Została porzucona jako niemowlę przez swych nieznanych rodziców na progu wielkiego domu Droga. Jakkolwiek praktyki takie nie były już zbyt częste, to jednak ciągle się zdarzały. Na wyspie nie brakowało biedoty i niektórzy rodzice wierzyli, że ich niechciane dzieci będą miały lepsze życie zaadoptowane przez bogatsze rodziny. Czasami ich nadzieje spełniały się i nowi rodzice przyjmowali dziecko, czasami zaś szybko odnoszono je do najbliższego przytułku. Mimo wszystko, niewielu ludzi odważyło się zbliżyć do domu Droga w ciągu stuleci jego życia, a jeszcze mniej dzieci mag zdecydował się przyjąć. Plotki głosiły, że tych, które zostały przyjęte, nikt już nigdy nie zobaczył. Yve nie przejmowała się starymi pogłoskami, woląc osądzać Droga po tym, co zrobił dla niej.

 

Wychowali ją służący, a później została uczennicą maga. Powszechnie przyjęto to ze zdumieniem; tylko sam nauczyciel wydawał się być najzupełniej obojętny na płeć nowego ucznia. Gdyby było inaczej, Yve uciekłaby już dawno, zmuszona do tego niechęcią mieszkańców miasta. Teraz miała okazję udowodnić swoją wartość Drogowi i tym wszystkim, którzy wyśmiewali ją i powątpiewali w możliwości.
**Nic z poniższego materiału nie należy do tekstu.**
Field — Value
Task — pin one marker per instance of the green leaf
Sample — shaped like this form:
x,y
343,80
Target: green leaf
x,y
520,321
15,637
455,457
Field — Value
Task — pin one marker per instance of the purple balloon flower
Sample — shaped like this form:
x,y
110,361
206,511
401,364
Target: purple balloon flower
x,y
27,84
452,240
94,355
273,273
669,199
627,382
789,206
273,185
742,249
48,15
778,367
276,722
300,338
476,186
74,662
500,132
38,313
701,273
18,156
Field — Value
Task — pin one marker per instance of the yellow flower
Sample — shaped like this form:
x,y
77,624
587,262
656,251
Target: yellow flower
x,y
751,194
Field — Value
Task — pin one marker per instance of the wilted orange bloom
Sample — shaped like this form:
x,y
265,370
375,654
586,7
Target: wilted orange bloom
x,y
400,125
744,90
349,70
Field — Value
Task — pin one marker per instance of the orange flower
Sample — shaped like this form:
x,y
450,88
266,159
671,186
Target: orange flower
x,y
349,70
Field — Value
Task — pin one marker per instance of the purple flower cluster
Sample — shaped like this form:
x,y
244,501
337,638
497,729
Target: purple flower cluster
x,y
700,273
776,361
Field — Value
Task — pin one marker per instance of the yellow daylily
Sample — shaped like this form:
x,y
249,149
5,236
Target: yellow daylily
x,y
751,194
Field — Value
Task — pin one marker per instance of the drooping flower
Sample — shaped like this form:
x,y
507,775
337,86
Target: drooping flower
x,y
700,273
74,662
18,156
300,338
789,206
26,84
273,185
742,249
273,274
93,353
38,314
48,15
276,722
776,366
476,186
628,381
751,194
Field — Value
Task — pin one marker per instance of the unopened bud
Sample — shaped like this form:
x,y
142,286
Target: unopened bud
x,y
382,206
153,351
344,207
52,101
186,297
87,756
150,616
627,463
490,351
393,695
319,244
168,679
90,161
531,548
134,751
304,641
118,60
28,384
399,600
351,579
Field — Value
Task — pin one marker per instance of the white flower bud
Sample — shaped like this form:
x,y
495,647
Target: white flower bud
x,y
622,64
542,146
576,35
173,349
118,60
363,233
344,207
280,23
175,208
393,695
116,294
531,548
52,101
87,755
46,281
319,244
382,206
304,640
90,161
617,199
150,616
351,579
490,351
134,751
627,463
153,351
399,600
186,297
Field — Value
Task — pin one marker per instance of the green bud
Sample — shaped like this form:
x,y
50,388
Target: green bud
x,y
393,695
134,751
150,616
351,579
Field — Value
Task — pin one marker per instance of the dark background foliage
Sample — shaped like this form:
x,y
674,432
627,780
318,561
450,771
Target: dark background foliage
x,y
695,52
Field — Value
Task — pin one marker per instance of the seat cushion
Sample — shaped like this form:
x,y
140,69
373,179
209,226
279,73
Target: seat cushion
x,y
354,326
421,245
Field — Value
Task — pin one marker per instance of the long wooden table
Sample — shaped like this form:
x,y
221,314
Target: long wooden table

Yve nie bała się samotności w dzikiej okolicy. Choć jej wychowanie było nieco niekonwencjonalne, jednak zaszczepiło w niej pewną dozę pewności siebie. Wiedziała, ile jest warta, nawet jeśli inni tego nie wiedzieli, i chociaż niedawno skończyła szesnaście lat, nie była już dzieckiem. Okazała się zdolną uczennicą i nawet ta odrobina magii, którą zdołała już poznać, w połączeniu z naturalnym zdrowym rozsądkiem dała jej wiarę w siebie. Żaden drapieżnik, człowiek ani zwierzę, nie zdoła jej zaskoczyć, a spokój i piękno gór rekompensowały jej samotność.

 

Mimo wszystko, ostatnia instrukcja od Droga zdołała ją zaniepokoić. Wczesnym rankiem Yve spakowała się drżącymi rękami i ruszyła w góry z niepokojem w sercu.

Po dłuższej chwili Yve zdała sobie sprawę, że z dala dobiega smutny dźwięk dzwonków.

„Kozy” – pomyślała, wiedząc, że to jakiś gospodarz wygania zwierzęta na hale, na letni popas. Nie mogła jeszcze dostrzec kóz. ale w spokojnym górskim powietrzu dźwięk niósł się daleko. Nie spodziewała się spotkać nikogo na tym etapie podróży, lecz uprzedzona dźwiękiem dzwonków nie zdziwiła się, zobaczywszy siedzącego na głazie mężczyznę. To musiał być pasterz. Obdarte ubranie, słomkowy kapelusz i opalona twarz, które dostrzegła, kiedy podjechała bliżej, tylko potwierdziły jej przypuszczenia.

– Niewiele znajdziesz tam w górze – odezwał się pastuch. – W każdym razie nic takiego, co chciałbym oglądać.

Yve spodziewała się zwykłej wymiany grzeczności i ta nieproszona rada nieco wyprowadziła ją z równowagi. Nie odpowiedziała. Z daleka dobiegał dźwięk dzwoneczków.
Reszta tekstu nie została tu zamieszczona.